The Progressive Conservative MPP for Bruce-Grey-Owen Sound is talking up his government’s budget.
Premier Doug Ford’s government introduced the 2025 Ontario budget earlier this month. The $232-billion spending plan includes a projected deficit of $14.6-billion in 2025-26, and continued deficit spending until 2027-28.
The province’s Financial Accountability Office put out its commentary on the budget yesterday, saying Ontario’s economic outlook has deteriorated “largely due to the impact of U.S. tariffs and elevated geopolitical uncertainty
Bruce-Grey-Owen Sound MPP Paul Vickers says while the province’s 2025 budget comes with a deficit, it’s necessary to invest in “people and infrastructure during a time where unemployment projections are increasing.”
“To ensure we can keep people working and keep Ontario moving forward. Our debt-to-GDP indicators suggest we can carry this debt, and it was this government who restored Ontario’s current credit rating of AA with a ‘stable’ long-term outlook,” Vickers says in an email statement. “Furthermore, this deficit only delays our path to balance by one single year. While some may worry about this deficit, and reasonably so, what would keep me up at night is the cost of not investing in our people and province.”
The 2025 Ontario budget includes committing $10 million annually over the next two years to provide grants to municipal and not-for-profit projects. It also features $33.3 billion in infrastructure spending this year to build more highways, hospitals, public transportation, and schools, as well as $11 billion in support for small Ontario businesses to combat the tariffs.
Vickers says the budget also commits to supporting the construction and renovation of 50 hospitals, and creating an additional 3,000 beds.
“This is good news for the local area. We have an aging population in Bruce-Grey-Owen Sound and we want to make sure that the healthcare system is there for them,” says Vickers.
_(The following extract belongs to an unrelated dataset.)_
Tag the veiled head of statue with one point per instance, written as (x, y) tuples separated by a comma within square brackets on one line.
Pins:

He adds the budget also features an additional $261 million in the Learn and Stay Program over the next four years.
The program provides tuition grants to nurses and other health professionals in return for committing to work in an underserved rural community after they graduate.
“We are increasing additional primary care teams across the province. We are hoping that this is going to help connect 300,000 more people to primary care in this year alone. This is going to continue to roll out over the next few years. This should help everybody that doesn’t have a doctor to get a doctor,” says Vickers.
Opposition parties have been critical of some aspects of the province’s 2025 budget. Selwyn Hicks, who ran for the Ontario Liberal Party in the 2025 provincial election, says this budget shows the government has “disappointing and misguided priorities.”
Specifically, Hicks says it lacks commitments to direct investments in rural hospitals.
“This is a government that enjoys tremendous support in rural communities. And yet, it’s not at all responsive to the specific needs of rural communities,” Hicks says. “During the election I heard from people in Bruce-Grey-Owen Sound about their concerns about the cutting of hospital services, specifically those in Durham and Chesley.”
“There’s not one single thing that I see in this budget that makes a commitment to supporting rural hospitals,” Hicks continues. “Obviously, that’s not a priority for this government.”